3

# The situation

I am referring to the paper T. P. Lillicrap et al, "Continuous control with deep reinforcement learning" where they discuss deep learning in the context of continuous action spaces ("Deep Deterministic Policy Gradient").

Based on the DPG approach ("Deterministic Policy Gradient", see D. Silver et al, "Deterministic Policy Gradient Algorithms"), which employs two neural networks to approximate the actor function `mu(s)`

and the critic function `Q(s,a)`

, they use a similar structure.

However one characteristic they found is that in order to make the learning converge it is necessary to have two additional "target" networks `mu'(s)`

and `Q'(s,a)`

which are used to calculate the target ("true") value of the reward:

```
y_t = r(s_t, a) + gamma * Q'(s_t1, mu'(s_t1))
```

Then after each training step a "soft" update of the target weights `w_mu', w_Q'`

with the actual weights `w_mu, w_Q`

is performed:

```
w' = (1 - tau)*w' + tau*w
```

where `tau << 1`

. According to the paper

This means that the target values are constrained to change slowly, greatly improving the stability of learning.

So the target networks `mu'`

and `Q'`

are used to predict the "true" (target) value of the expected reward which the other two networks try to approximate during the learning phase.

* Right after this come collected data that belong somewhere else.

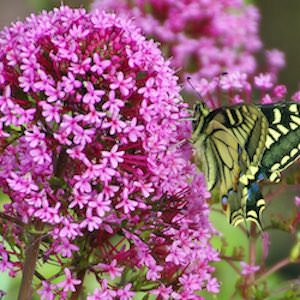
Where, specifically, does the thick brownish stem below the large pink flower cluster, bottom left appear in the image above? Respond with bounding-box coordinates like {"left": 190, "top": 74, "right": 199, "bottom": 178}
{"left": 18, "top": 234, "right": 41, "bottom": 300}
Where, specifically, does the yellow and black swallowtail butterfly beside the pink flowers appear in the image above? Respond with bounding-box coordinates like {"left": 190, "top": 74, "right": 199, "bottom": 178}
{"left": 191, "top": 102, "right": 300, "bottom": 228}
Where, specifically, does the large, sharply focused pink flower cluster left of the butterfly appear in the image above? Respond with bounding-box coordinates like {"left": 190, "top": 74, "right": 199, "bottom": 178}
{"left": 0, "top": 6, "right": 218, "bottom": 299}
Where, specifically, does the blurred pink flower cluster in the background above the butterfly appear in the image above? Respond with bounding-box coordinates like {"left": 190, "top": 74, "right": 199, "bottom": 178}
{"left": 92, "top": 0, "right": 285, "bottom": 81}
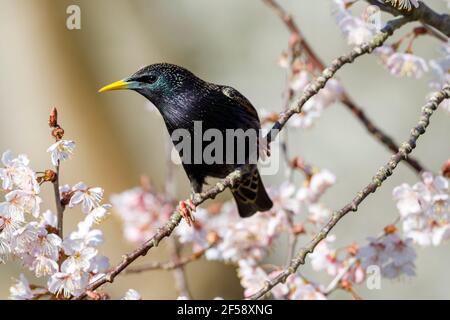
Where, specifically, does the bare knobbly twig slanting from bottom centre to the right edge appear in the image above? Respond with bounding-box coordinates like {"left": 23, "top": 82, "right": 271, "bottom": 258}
{"left": 250, "top": 85, "right": 450, "bottom": 299}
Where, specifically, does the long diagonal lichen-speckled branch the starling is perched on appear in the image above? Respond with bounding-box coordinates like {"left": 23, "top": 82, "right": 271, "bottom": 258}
{"left": 77, "top": 18, "right": 409, "bottom": 299}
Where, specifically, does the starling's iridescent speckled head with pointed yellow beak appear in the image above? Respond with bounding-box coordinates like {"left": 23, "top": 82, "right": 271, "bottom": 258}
{"left": 99, "top": 63, "right": 199, "bottom": 107}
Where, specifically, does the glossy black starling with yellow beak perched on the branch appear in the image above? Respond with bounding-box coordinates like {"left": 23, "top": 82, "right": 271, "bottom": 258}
{"left": 99, "top": 63, "right": 272, "bottom": 223}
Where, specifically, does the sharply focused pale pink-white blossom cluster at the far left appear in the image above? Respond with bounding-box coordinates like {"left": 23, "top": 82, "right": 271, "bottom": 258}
{"left": 0, "top": 119, "right": 118, "bottom": 299}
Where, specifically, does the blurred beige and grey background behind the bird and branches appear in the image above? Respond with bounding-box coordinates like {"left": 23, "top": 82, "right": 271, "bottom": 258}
{"left": 0, "top": 0, "right": 450, "bottom": 299}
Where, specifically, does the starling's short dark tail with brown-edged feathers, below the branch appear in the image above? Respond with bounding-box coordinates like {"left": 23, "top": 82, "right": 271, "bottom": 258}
{"left": 231, "top": 166, "right": 273, "bottom": 218}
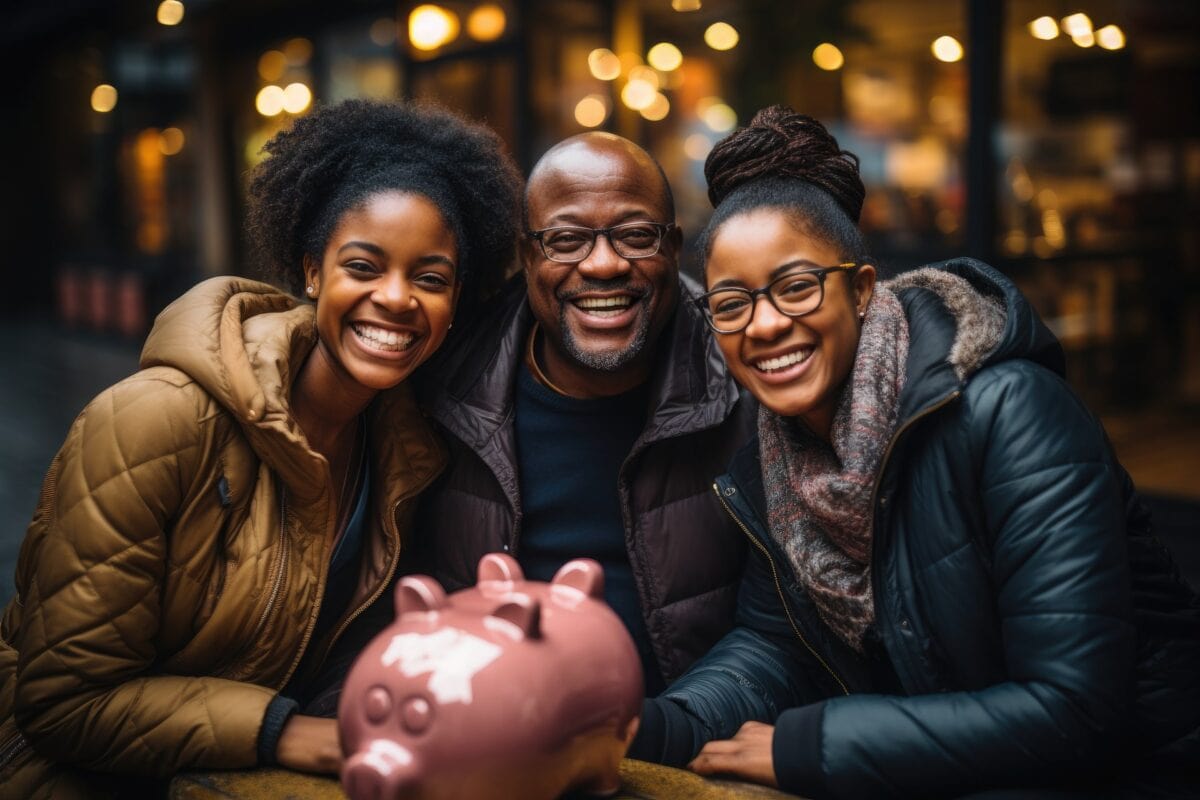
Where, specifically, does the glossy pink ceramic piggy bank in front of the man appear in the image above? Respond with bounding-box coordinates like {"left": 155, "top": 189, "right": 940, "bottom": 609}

They sketch the training procedure as follows:

# The question

So my question now is, after the training is complete, which of the two networks `mu`

or `mu'`

should be used for making predictions?

Equivalently to the training phase I suppose that `mu`

should be used without the exploration noise but since it is `mu'`

that is used during the training for predicting the "true" (unnoisy) action for the reward computation, I'm apt to use `mu'`

.

Or does this even matter? If the training was to last long enough shouldn't both versions of the actor have converged to the same state?